Two children own two-way radios that have a maximum range of 3 miles. One leaves a certain point at 1:00 P.M., walking due north at a rate of 6 mi/hr. The other leaves the same point at 1:15 P.M., traveling due south at 9 mi/hr. For how many minutes after 1:00 P.M. will they be able to communicate with one another? (Round your answer to the nearest minute.)

Answer 1

The answer is 21 minutes

Explanation:

We use the equation Xf = Xo + vt

1) At 1:00 PM, child one leaves the starting point heading north at a constant velocity of 6 mi/hr or .1 [mi/min] (divide by 60 to convert from [mi/hr] to [mi/min])

2) He walks for 15 minutes before kid 2 starts walking. In 15 minutes he is able to cover 1.5 [mi]

• 
  `x_(1f1) =x_(o) +v_(1) t_(1) \\x_(1f1) =0+.1(15)\\x_(1f1) =1.5 [mi]`

3) Now, child 2 starts walking and we know that when the range reaches 3 miles, they won´t be able to communicate. So the sum of the final position of child 1 and child 2 must be 3[mi]

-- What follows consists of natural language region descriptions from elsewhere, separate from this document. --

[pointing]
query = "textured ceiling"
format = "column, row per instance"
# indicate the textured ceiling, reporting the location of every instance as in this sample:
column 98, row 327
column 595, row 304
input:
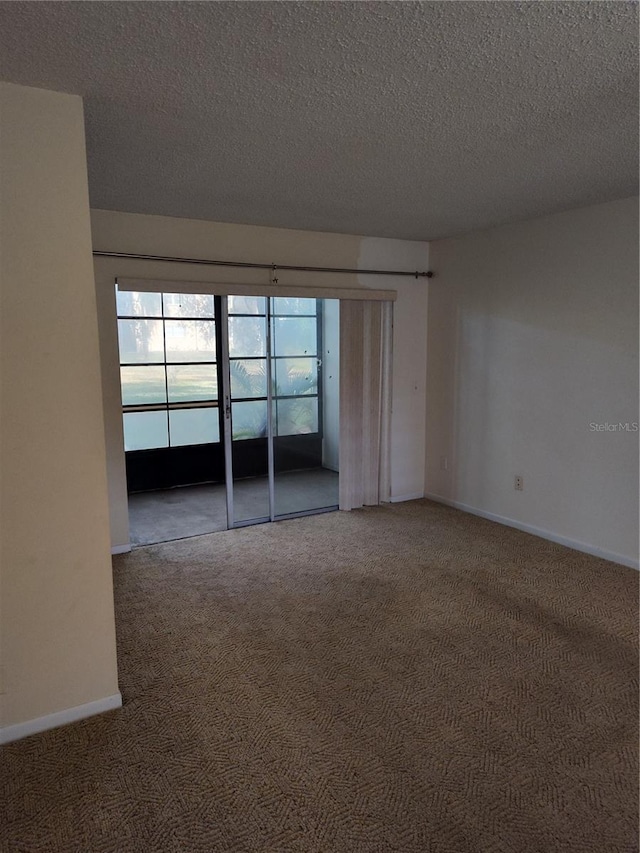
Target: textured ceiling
column 411, row 120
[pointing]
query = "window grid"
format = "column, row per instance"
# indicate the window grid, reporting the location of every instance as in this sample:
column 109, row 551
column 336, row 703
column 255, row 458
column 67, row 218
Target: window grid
column 167, row 406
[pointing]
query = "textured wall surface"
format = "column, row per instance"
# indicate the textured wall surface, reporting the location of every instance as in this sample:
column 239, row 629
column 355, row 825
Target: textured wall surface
column 532, row 350
column 409, row 120
column 58, row 637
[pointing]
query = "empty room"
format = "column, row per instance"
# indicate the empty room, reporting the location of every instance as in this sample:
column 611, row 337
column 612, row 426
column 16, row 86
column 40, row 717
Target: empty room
column 319, row 427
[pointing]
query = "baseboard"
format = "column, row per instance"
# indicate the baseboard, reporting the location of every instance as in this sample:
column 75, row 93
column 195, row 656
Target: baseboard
column 60, row 718
column 538, row 531
column 396, row 499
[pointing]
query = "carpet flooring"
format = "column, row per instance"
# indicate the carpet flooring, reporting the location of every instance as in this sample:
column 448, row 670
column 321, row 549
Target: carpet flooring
column 401, row 678
column 168, row 514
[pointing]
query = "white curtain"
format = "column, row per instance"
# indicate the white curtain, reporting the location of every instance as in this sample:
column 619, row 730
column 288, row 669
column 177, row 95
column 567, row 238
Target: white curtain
column 365, row 402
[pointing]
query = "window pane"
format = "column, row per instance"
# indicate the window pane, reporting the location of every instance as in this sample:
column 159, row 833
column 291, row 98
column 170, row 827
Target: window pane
column 247, row 337
column 140, row 341
column 142, row 384
column 194, row 426
column 249, row 420
column 296, row 376
column 247, row 305
column 248, row 378
column 190, row 340
column 143, row 430
column 138, row 304
column 290, row 305
column 297, row 417
column 296, row 336
column 188, row 305
column 190, row 382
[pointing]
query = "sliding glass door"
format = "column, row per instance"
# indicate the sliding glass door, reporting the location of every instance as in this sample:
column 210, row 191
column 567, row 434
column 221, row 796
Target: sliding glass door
column 233, row 396
column 282, row 448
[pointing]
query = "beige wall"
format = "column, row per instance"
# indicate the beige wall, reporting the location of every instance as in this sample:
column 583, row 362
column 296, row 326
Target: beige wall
column 58, row 639
column 533, row 337
column 159, row 235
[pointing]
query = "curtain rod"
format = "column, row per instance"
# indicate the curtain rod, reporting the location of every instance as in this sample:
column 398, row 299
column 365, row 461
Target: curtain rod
column 272, row 267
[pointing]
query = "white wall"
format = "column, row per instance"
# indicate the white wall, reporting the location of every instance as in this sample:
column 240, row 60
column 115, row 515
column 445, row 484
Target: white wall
column 331, row 384
column 58, row 636
column 159, row 235
column 533, row 337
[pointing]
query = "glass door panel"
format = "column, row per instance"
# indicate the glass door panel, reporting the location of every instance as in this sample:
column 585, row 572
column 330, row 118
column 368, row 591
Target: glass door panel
column 304, row 415
column 246, row 411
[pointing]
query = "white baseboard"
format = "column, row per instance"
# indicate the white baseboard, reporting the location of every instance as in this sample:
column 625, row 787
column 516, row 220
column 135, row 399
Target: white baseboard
column 538, row 531
column 396, row 499
column 60, row 718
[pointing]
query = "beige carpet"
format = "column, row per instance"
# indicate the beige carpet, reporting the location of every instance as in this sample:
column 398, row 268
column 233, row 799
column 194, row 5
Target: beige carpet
column 406, row 678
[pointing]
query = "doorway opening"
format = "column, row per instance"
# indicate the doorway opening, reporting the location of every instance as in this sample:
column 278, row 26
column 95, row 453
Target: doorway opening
column 230, row 410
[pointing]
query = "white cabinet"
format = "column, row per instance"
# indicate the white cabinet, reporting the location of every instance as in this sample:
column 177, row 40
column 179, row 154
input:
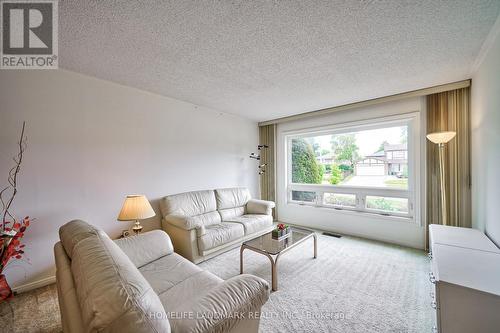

• Child 1 final position =>
  `x_(1f) = x_(1f1) +v_(1) t\\x_(1f) =1.5+v_(1) t`
• Child 2 final position =>
  `x_(2f) =0+v_(2) t`

4) Sum the equations and equate to 3

• 
  `x_(1f) +x_(2f) =3`

5) Substitute the values we already know

• 
  `1.5+v_(1) t+v_(2)t=3\\ 1.5+.1t+.15t=3\\1.5+.25t=3\\t=(3-1.5)/(.25) \\t=6 [min]`

6) in 15 + 6 minutes they will be 3miles apart

7) In 21 minutes they will still be able to communicate with one another.